The Respondent’s former website was a single page that advertised a financial consultancy business called Golden Euroasia Limited. The Respondent has suggested that the Domain Name was based on the initials of that consultancy (presumably taking the “a” from “asia”), which has operations in Turkey, China, and Hong Kong, China. A business with such a name has been registered in Hong Kong, China for nine years, but the Panel is not able to determine without more information whether it is associated with the Respondent, nor to confirm the establishment of such a business in Turkey or in China apart from Hong Kong, China.
In short, without a Response furnishing more detail, the Panel cannot find that the Respondent has established rights or legitimate interests as envisioned by the Policy, paragraph 4(c)(i) or (ii).
C. Registered and Used in Bad Faith
The Policy, paragraph 4(b), furnishes a non-exhaustive list of circumstances that “shall be evidence of the registration and use of a domain name in bad faith”, including the following (in which “you” refers to the registrant of the domain name):
“(iv) by using the domain name, you have intentionally attempted to attract, for commercial gain, Internet users to your web site or other on-line location, by creating a likelihood of confusion with the complainant's mark as to the source, sponsorship, affiliation, or endorsement of your web site or location or of a product or service on your web site or location.”

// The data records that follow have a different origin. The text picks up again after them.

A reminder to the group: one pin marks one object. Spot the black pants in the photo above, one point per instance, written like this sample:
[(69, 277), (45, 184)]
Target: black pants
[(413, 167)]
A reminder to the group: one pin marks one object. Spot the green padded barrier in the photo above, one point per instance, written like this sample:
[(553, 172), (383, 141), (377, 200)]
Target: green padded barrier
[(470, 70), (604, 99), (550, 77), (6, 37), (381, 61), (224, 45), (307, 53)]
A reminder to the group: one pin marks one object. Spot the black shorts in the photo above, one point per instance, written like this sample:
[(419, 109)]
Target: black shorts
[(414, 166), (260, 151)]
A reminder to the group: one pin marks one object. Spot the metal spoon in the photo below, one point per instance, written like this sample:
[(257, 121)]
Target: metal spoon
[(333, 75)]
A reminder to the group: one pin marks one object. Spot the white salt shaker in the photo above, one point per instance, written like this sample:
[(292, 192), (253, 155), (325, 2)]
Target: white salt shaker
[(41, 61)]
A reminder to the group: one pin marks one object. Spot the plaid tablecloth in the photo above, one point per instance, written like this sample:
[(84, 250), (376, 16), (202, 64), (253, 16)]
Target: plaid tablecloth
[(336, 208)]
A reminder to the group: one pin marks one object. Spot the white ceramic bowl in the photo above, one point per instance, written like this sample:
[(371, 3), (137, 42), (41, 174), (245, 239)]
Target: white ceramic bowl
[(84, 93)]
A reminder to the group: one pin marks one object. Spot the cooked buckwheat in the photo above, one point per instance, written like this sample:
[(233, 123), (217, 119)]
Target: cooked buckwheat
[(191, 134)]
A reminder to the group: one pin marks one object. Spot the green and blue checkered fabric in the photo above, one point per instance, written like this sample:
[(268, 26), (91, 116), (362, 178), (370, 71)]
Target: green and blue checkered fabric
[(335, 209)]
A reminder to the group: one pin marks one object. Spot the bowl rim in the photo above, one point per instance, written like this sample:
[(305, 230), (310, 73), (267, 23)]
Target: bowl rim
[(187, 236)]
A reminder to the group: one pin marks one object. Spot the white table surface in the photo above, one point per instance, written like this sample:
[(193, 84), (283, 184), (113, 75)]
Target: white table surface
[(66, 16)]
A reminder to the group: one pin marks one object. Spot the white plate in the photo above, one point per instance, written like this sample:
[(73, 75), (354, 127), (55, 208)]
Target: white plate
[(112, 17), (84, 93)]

The Complainant assumes from the long tenure of its mark and the fact of its registration in Turkey, including registration in trademark classes covering financial, consultancy, and real estate services, that the Respondent must have been aware of the Complainant’s GEA mark and targeted it in registering the Domain Name to use for advertising “competing” financial services. The Respondent denies prior awareness of the Complainant or its mark. The Panel must determine which is the more plausible claim.
The Complainant’s mark is clearly long-established in the field of food processing, but at least based on the record before the Panel it is not a consumer mark or household word. From the Complaint and the Complainant’s website, it is clear that the Complainant’s products and services are sold to industrial customers. The record does not include examples of advertising apart from the Complainant’s website. The Complainant also does not furnish evidence of a “competing” financial services consultancy or real estate business. Rather, the Complainant’s website at “www.gea.com” advertises GEA Financial Services, which seem to have to do solely with leasing GEA equipment. Therefore, the Respondent’s denial of prior awareness seems plausible. Unlike the Gonzalez case cited above, where the confusingly similar domain name was used for fraudulent emails imitating the Complainant, there is no evidence here that the Respondent targeted the Complainant or interacted with the Complainant’s customers or employees. There is also no evidence that the Respondent mimicked the Complainant’s website or actually competed with the Complainant. Moreover, unlike the classically anonymous cybersquatter or fraudster, the Respondent is not hidden but has published a website with a relevant connection to the Domain Name string, as well as a LinkedIn site. The Respondent seems to have a Turkish and Chinese financial services business, with nothing obvious to gain from attracting persons aware of and seeking the Complainant’s food processing products.
The Complainant bears the burden of persuasion on this point, and based on the record before it, and on balance, the Panel finds it unlikely that the Respondent registered and used the Domain Name in an attempt to misdirect Internet users.
The Panel concludes that the Complainant fails to establish the third element of the Complaint, bad faith.
For the foregoing reasons, the Complaint is denied.